A principal driver of this shift is multi-modal data integration. Radiomics serves as a powerful feature-engineering methodology, enabling the high-throughput extraction of quantitative features—such as texture descriptors based on the gray-level co-occurrence matrix and the gray-level difference matrix—from medical images (e.g., MRI), thereby transforming visual information into mineable data. By integrating these radiomic features with clinically relevant variables, AI predictive models can achieve diagnostic and prognostic accuracy surpassing that of single-modality approaches. This strategy has already demonstrated enhanced efficacy in LDH research, where combined radiomic-clinical models have outperformed those utilizing imaging or clinical data in isolation. 69 Significantly, recent architectural advances in hierarchical vision transformers (e.g., Swin Transformer) and cross-modal attention mechanisms 70 offer powerful frameworks for synthesizing multi-source data, including imaging, clinical metrics, and genetic information. These approaches facilitate a comprehensive pathophysiological assessment that transcends traditional visual evaluation.
To overcome the persistent challenges of data scarcity and model generalizability, federated learning is emerging as a key enabling technology. This framework supports the development of robust algorithms trained across multi-institutional datasets71,72 without exchanging sensitive patient information, thereby markedly improving the generalizability, fairness, and robustness of models when applied to heterogeneous data sources (e.g., varying hospitals, scanner protocols, or population demographics).
Moreover, incorporating Explainable AI methodologies 73 will be crucial for elucidating model decision processes, fostering clinician trust, and facilitating regulatory approval. Ultimately, these technologies are expected to be embedded seamlessly into end-to-end clinical workflows, offering real-time decision support—potentially even during image acquisition. The automatic incorporation of AI-derived insights into structured reporting systems—such as through Digital Imaging and Communications in Medicine (DICOM) Structured Reporting for auto-completion of diagnostic templates 74 —will substantially elevate workflow efficiency and provide prognostic insights tailored to individual treatment planning.
This transformative progression will not only improve diagnostic precision and operational efficiency but also redefine diagnostic and therapeutic standards in spinal care, enabling earlier interventions, improving patient outcomes, and promoting more sustainable clinical practices.
7. Conclusion
AI technology is advancing the field of intervertebral disc imaging by introducing quantitative, data-driven methods that complement and enhance traditional qualitative assessment. Its integration across multi-modal imaging data has proven valuable for tasks ranging from lesion detection to outcome prediction.
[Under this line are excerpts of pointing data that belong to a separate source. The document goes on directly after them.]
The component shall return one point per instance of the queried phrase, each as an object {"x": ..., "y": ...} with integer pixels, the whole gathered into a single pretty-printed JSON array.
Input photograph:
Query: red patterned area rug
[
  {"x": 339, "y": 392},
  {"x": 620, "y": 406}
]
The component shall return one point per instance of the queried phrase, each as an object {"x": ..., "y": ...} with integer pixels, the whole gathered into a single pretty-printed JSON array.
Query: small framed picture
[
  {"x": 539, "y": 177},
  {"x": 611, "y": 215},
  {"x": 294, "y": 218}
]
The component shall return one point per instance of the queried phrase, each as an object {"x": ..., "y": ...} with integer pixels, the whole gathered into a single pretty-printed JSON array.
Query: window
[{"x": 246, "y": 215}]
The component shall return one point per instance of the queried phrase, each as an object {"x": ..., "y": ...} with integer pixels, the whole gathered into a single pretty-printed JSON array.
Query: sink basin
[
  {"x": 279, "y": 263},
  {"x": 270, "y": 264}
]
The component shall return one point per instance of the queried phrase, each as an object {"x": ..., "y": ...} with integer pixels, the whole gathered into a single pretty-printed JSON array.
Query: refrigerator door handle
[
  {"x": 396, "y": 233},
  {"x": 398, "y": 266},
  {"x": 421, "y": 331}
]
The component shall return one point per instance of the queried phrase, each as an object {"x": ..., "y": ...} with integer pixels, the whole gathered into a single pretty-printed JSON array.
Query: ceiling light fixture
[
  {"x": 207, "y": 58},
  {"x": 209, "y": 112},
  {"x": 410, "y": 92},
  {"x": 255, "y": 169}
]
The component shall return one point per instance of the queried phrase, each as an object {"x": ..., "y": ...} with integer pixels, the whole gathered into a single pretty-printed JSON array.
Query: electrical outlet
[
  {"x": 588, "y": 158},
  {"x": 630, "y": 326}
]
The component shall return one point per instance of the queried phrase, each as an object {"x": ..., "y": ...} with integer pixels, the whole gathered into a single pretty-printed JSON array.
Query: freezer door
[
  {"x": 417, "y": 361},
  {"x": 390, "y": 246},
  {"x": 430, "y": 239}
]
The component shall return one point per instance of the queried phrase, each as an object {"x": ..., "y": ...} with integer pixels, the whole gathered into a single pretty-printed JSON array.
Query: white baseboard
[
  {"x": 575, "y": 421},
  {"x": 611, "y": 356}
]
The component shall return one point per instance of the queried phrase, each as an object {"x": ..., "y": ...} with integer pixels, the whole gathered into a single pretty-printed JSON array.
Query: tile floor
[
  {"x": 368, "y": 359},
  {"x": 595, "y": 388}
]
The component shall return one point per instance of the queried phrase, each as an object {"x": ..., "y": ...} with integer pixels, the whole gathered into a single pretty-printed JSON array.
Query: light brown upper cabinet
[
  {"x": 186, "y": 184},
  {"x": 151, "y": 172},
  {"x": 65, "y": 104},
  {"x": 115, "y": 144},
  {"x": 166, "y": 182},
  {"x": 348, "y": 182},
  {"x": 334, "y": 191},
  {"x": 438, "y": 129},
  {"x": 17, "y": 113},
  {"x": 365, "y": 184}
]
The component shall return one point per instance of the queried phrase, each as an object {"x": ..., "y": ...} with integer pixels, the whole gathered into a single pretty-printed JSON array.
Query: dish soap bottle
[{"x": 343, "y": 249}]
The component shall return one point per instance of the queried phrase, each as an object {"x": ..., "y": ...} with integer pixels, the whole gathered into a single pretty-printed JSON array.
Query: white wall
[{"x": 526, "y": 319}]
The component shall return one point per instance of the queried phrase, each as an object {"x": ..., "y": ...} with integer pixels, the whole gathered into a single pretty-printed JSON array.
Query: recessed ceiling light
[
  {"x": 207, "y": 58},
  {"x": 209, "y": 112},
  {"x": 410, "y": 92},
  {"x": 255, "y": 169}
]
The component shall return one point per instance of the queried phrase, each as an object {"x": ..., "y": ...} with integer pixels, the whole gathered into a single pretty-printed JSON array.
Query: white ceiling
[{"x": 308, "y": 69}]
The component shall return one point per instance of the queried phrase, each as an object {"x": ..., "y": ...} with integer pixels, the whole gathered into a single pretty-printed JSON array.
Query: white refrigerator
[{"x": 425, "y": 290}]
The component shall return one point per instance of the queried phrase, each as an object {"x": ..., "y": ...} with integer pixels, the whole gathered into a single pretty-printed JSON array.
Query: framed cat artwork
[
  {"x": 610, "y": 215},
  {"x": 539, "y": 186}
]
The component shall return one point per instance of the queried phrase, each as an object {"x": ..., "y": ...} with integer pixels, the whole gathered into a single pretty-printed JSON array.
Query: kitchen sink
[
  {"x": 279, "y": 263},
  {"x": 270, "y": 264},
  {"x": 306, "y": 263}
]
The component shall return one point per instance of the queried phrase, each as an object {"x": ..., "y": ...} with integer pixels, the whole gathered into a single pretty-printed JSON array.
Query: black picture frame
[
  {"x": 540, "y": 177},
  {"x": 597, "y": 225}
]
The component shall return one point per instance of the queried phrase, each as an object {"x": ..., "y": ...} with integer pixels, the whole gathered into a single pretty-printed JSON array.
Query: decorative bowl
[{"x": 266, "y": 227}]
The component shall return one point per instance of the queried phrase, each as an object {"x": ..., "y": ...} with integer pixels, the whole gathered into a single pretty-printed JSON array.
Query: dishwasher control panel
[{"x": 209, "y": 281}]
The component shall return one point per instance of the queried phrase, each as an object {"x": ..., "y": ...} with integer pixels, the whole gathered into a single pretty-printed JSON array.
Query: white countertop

Nevertheless, significant challenges remain, including limited and heterogeneous datasets, insufficient model interpretability, and barriers to seamless clinical integration. These issues must be urgently addressed through interdisciplinary efforts spanning radiology, orthopedics, computer science, and bioethics.
Looking forward, the continued collaboration between clinical and technical disciplines will be essential to translate algorithmic innovation into tangible clinical impact. By fostering robust, generalizable, and ethically deployed AI systems, we can advance toward a future of precise and personalized management of disc-related diseases—benefiting hundreds of millions of patients worldwide.